CXCL2-TLR4 axis activates NETs by accelerating autophagy through ATG7 to promote the progression of idiopathic interstitial pneumonia.

OBJECTIVE: This study aimed to elucidate the molecular mechanisms through which CXCL2 contributes to the pathogenesis of idiopathic interstitial pneumonia (IIP). METHODS: Neutrophils were isolated, and the formation of neutrophil extracellular traps (NETs) was assessed after CXCL2 treatment. Cellular concentrations of cell-free DNA (cf-DNA) were quantified via a cf-DNA/NET kit. Additionally, an enzyme-linked immunosorbent assay (ELISA) was used to measure the expression levels of IL-6, TNF-α, and LL-37. Western blot analysis was used to measure the levels of LC3-II, LC3-I, citrullinated histone H3 (citH3), myeloperoxidase (MPO), and elastase. Immunohistochemistry was conducted to measure cit H3 levels. Pathological alterations in the lung tissue were examined via microscopic hemosiderin and eosin staining.
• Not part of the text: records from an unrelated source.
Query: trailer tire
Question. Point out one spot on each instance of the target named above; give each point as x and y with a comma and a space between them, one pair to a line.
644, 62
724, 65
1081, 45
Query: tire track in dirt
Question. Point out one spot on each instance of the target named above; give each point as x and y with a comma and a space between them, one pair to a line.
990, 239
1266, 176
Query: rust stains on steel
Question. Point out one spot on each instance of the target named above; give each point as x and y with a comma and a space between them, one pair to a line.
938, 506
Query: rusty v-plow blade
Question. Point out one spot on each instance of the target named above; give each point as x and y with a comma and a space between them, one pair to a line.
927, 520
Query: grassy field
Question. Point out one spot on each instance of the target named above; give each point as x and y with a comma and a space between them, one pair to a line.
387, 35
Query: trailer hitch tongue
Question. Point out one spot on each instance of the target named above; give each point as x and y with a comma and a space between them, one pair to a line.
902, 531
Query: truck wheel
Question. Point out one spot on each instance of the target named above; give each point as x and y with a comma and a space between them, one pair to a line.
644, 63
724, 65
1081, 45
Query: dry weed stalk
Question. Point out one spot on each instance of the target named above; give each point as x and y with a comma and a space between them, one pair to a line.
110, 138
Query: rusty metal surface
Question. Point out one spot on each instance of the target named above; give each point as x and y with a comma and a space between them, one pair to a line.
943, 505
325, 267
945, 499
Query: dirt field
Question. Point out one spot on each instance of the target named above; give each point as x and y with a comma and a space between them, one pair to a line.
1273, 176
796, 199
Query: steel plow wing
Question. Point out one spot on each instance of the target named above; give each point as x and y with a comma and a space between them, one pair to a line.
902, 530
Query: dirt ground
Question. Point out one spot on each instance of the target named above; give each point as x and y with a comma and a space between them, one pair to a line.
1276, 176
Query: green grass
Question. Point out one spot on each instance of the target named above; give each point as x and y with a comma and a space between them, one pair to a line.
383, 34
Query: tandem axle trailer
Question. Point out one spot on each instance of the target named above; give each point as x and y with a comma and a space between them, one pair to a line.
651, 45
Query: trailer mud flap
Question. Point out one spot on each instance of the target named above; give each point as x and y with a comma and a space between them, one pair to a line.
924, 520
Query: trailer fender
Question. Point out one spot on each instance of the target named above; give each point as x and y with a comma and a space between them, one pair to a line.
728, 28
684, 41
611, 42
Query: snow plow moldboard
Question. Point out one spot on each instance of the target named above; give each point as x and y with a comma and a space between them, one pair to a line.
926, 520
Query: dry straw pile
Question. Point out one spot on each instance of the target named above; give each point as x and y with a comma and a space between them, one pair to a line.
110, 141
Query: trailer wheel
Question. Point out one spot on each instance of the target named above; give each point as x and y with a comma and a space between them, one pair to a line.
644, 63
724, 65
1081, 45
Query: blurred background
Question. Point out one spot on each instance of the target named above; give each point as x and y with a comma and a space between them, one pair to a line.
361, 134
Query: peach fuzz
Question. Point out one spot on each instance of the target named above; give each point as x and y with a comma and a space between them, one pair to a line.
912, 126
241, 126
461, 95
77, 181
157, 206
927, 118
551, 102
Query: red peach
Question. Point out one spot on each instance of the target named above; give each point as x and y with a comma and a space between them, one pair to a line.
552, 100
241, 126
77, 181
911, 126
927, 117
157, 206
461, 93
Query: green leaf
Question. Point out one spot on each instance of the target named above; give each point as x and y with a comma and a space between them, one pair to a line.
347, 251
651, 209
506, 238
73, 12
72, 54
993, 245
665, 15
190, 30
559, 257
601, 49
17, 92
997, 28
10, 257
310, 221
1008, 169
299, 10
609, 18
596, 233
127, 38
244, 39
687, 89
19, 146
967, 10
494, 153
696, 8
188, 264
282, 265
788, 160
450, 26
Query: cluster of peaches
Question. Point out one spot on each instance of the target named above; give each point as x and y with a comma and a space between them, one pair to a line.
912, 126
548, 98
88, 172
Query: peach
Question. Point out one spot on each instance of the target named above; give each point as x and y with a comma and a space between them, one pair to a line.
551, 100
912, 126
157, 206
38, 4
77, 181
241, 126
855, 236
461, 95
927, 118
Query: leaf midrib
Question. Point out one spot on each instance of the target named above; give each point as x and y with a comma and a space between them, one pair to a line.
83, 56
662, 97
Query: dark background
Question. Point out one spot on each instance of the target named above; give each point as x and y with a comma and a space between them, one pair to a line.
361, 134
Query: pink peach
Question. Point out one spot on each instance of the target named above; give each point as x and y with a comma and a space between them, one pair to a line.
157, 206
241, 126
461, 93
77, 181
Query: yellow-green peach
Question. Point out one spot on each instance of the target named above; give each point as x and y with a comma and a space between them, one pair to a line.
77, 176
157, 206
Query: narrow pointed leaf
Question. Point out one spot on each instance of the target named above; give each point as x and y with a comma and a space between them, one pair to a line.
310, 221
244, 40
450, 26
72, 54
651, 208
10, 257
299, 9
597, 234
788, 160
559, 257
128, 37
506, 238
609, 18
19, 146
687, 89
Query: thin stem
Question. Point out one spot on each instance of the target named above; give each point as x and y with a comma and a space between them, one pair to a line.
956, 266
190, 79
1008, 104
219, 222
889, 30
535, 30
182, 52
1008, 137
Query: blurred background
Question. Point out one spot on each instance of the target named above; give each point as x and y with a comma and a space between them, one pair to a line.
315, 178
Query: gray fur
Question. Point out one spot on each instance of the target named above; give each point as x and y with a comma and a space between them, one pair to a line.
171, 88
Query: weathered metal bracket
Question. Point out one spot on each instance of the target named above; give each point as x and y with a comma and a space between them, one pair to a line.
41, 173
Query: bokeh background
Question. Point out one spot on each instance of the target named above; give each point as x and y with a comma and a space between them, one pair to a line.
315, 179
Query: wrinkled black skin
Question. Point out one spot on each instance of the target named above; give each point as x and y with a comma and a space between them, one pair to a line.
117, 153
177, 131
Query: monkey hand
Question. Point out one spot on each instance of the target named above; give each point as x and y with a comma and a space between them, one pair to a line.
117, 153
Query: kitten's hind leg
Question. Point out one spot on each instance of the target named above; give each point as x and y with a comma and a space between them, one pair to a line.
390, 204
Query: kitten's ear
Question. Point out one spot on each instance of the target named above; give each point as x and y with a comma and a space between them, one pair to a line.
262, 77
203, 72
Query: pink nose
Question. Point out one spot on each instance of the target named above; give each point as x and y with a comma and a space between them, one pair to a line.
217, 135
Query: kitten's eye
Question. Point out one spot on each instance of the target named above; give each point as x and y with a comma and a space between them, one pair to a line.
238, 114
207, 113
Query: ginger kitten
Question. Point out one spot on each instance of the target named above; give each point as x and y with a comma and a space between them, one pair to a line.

RESULTS: CXCL2 treatment significantly increased the cellular expression levels of cf-DNA, IL-6, TNF-α, and LL-37, as well as cit H3 and MPO, which are markers of NETs. Furthermore, CXCL2 treatment induced a substantial increase in cellular autophagy. Additionally, CXCL2 treatment led to marked upregulation of TLR4 expression and further elevation of autophagy levels, accompanied by increases in cf-DNA, IL-6, TNF-α, and LL-37 expression. Inhibition of TLR4 expression significantly reduced the levels of these factors. Moreover, the CXCL2-induced upregulation of cf-DNA, IL-6, TNF-α, LL-37, cit H3, and MPO was notably suppressed following the knockdown of ATG7. In IIP murine models, there was a significant upregulation of cf-DNA, IL-6, TNF-α, and LL-37, as well as an increase in cit H3 and MPO expression. Lung tissue analysis revealed inflammatory cell infiltration, alveolar wall thickening, tissue congestion, and edema. Inhibition of CXCL2 and TLR4 expression significantly ameliorated these pathological changes. CONCLUSIONS: The CXCL2TLR4 axis may facilitate NET activation by promoting autophagy via ATG7, thereby contributing to IIP progression.